Parameter This study Vilasri et al. 2019
Southern Hemisphere Northern Hemisphere
MZB.26859 MZB.26860 n = 11
Standard length (SL) [mm] 309.5 290.2 191–368
Counts
Dorsal fin rays II, 18 II, 17 II, 17.5–19
Anal fin rays 18 18 17–19
Pectoral fin rays 18 18 18–19
Pelvic fin rays I, 5 I, 5
Vertebrae (abdominal + caudal) 9 + 16 9 + (16–17)
Upper lip fimbriae (both sides) 30 29 25–34
Lower lip fimbriae (both sides) 48 46 43–53
Opercular fimbriae 20 16 15–22
Cleithral flap fimbriae 19 19 17–22
Scale rows 60 55 50–61
Measurements [%SL]
Body depth 37.0 31.3 29.8–36.6
Head length (HL) 40.9 42.2 39.7–43.3
Head width 32.6 33.3 29.3–34.3
Pectoral fin length 31.0 29.3 26.4–33.3
Pelvic fin length 24.4 26.2 21.6–28.1
Measurements [%HL]
Orbital diameter longitudinal 11.7 10.7 10.1–13.6
Orbital diameter transverse 10.1 9.4 9.1–10.6
Eye diameter 6.8 7.5 6.4–9.1
Interorbital distance 21.1 21.6 20.2–24.5
Interorbital fossa width 16.9 17.5 14.9–19.5
Cleithral spine length 24.1 22.8 16.0–27.4

Color when fresh

(Fig. 1A–C). Head pinkish to white laterally, brown dorsally. Nape uniformly brown without distinct white blotches. Upper portion of body dark brown, with ca. 2 or 3 rows of white blotches, from slightly less to larger than eye diameter, running from above cleithral flap to caudal peduncle. Lower and ventral portions of body white. Dorsal fin dark, with a series of white blotches near base and outer edge. Pectoral fin dark yellowish, pinkish or whitish distally, with a large white transverse blotch anteriorly. Pelvic and anal fins yellowish to pinkish-white. Upper portion of caudal fin dark with ca. two pale white blotches; lower portion yellowish to pinkish.

Discussion

The data on Indonesian specimens agreed closely with the diagnosis of Ichthyscopus lebeck given by Vilasri et al. (2019), e.g. number of caudal vertebrae 16; number of upper lip fimbriae 29 or 30; posterior nostril longitudinally elongated, its posterior margin well beyond center of orbit; ventral surface of abdomen with three developed skin flaps, i.e. medial flap, extending from anteriormost of isthmus to anterior margin of anus, and lateral flaps on each side of medial flap, on posterior two-thirds of abdomen and extending to middle of second or third anal-fin ray; dorsolateral surface of body dark brown with distinct white blotches, without dark saddles; no distinct notch separating anterior and posterior portions of dorsal fin; cirri present on anteroventral opercular margin; large white transverse blotch on pectoral fin base; uppermost pectoral ray with uniformly dusky hue, without obvious spots. Although Vilasri et al. (2019) noted that the posterior ends of the lateral skin flaps on eleven examined individuals of I. lebeck had been consistently attached to the middle of the second anal fin ray, those of the presently reported specimens were attached to the middle of the third anal fin ray (in the larger specimen) and asymmetrically to the middle of the second and third anal fin rays in the left and right sides of the body, respectively (in the smaller specimen). Additionally, a yellowish coloration had been evident on the head, body, and all fins in Vilasri et al. (2019: fig. 6), while the specimens examined here (Fig. 1A) had only a very faint yellowish hue, limited primarily to the fins. All other morphological characters, including morphometrics and meristics, of the presently reported specimens agreed closely with those of I. lebeck given by Vilasri et al. (2019), except body depth of MZB.26859 37.0% of SL (vs. 29.8–36.6, in the latter). The minor differences are herein regarded as intraspecific variations of I. lebeck.

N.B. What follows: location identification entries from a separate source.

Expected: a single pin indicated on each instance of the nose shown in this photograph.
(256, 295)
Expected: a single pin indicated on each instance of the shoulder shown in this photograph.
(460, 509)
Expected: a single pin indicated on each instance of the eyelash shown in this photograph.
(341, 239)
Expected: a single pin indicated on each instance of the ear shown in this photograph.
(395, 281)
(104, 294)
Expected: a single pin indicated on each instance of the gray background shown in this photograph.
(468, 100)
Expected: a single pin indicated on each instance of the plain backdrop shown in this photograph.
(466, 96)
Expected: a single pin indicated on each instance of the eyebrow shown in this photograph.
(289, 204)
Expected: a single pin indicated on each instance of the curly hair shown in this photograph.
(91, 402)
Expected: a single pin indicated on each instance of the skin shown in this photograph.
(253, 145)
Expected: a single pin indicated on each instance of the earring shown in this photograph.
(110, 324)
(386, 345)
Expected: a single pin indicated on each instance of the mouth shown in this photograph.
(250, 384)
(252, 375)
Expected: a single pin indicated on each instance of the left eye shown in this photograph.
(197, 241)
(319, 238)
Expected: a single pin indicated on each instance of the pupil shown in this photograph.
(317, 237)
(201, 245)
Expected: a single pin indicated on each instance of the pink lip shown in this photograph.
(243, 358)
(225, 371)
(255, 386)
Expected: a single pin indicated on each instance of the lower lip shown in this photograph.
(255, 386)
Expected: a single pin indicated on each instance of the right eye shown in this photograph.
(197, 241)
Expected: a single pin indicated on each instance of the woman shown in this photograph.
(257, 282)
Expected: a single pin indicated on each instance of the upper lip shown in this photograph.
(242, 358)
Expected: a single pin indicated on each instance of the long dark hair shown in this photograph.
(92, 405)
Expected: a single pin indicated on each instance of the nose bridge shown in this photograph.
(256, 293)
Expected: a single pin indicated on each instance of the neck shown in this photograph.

Ichthyscopus lebeck shares similarities with the east Asian species I. pollicaris and Australian species I. sannio in having three skin flaps developed on the ventral surface of abdomen, the upper half of the body dark brown with white blotches, and lacking transverse bands. However, I. lebeck is distinct from both in several aspects, including some morphological features, meristics, and coloration, as detailed by Gomon and Johnson (1999) and Vilasri et al. (2019).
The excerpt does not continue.